Your TASC board of directors has been reading through Jonathan Sarfati's The Genesis Account: A theological, historical, and scientific commentary on Genesis 1-11. 1

We have just finished chapters 11-12 which cover all of Genesis 2. This article was inspired by those chapters.

Day 7

Genesis 2:1-3 (ESV):

1 Thus the heavens and the earth were finished, and all the host of them.

2 And on the seventh day God finished his work that he had done, and he rested on the seventh day from all his work that he had done.

3 So God blessed the seventh day and made it holy, because on it God rested from all his work that he had done in creation.

God had completed his creative work by day 7 of creation week. The processes He used to create during the first six days were different from those He now uses to sustain and uphold the universe (Col 1:16-17; Heb 1:1-12). God resting on the seventh day was obviously not from tiredness but reflected the completeness of His creative acts (Heb 4:10); He ceased (rested) from His creative activities. Ex 31:17 says God was refreshed on the seventh day, akin to our satisfaction after completion of a significant task.

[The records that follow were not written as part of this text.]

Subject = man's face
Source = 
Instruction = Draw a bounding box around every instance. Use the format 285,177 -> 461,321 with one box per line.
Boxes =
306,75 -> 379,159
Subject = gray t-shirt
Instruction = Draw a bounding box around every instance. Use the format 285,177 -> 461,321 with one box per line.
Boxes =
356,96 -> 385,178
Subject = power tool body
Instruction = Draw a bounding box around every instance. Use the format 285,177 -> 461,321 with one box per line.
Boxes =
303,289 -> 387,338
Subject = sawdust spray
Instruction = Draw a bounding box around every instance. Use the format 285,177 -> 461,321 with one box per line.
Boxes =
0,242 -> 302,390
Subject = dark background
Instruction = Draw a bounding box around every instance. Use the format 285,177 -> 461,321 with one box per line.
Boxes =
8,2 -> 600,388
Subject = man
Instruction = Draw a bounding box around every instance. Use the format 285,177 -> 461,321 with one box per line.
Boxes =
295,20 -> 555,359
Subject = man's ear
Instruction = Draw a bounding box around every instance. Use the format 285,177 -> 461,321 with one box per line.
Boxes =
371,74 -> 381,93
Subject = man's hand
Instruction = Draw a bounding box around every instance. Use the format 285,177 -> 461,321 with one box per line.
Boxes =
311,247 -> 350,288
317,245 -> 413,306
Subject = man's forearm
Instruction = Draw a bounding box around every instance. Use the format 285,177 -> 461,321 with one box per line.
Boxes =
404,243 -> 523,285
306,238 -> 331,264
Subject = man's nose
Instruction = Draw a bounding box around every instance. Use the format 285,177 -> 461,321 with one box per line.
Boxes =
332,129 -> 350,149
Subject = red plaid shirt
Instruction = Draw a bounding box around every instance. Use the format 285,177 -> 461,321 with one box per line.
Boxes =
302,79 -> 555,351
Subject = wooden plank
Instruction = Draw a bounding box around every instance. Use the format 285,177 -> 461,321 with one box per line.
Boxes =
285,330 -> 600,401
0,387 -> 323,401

God created ex nihilo through speech acts (“God said...and it was so”) during the first six days. We don’t know what type of “physics” God used to create the universe. All we know is that He is not creating in that way now. People that insist on naturalism hence make an error when they assume that the physical processes we can observe now (God’s “maintenance phase” of creation) must be able to account for the origin of everything in the universe. The current universe is consistent with the known laws of physics but not reducible to them. The fact that the universe had a beginning, that physical law is fine-tuned for our existence, and that the information found in biology is inexplicable by chemistry alone can only mean that the universe was purposely designed and is no accident.

Since God was finished creating by day 7, we would expect the mass-energy sum of the universe to remain unchanged: God is not creating more mass-energy, and His upholding the universe prevents any mass-energy from being destroyed. The First Law of Thermodynamics (FLOT) says that matter-energy can’t be created or destroyed but only converted from one form into another. This is a conservation law and was put in place by God for the maintenance of the universe.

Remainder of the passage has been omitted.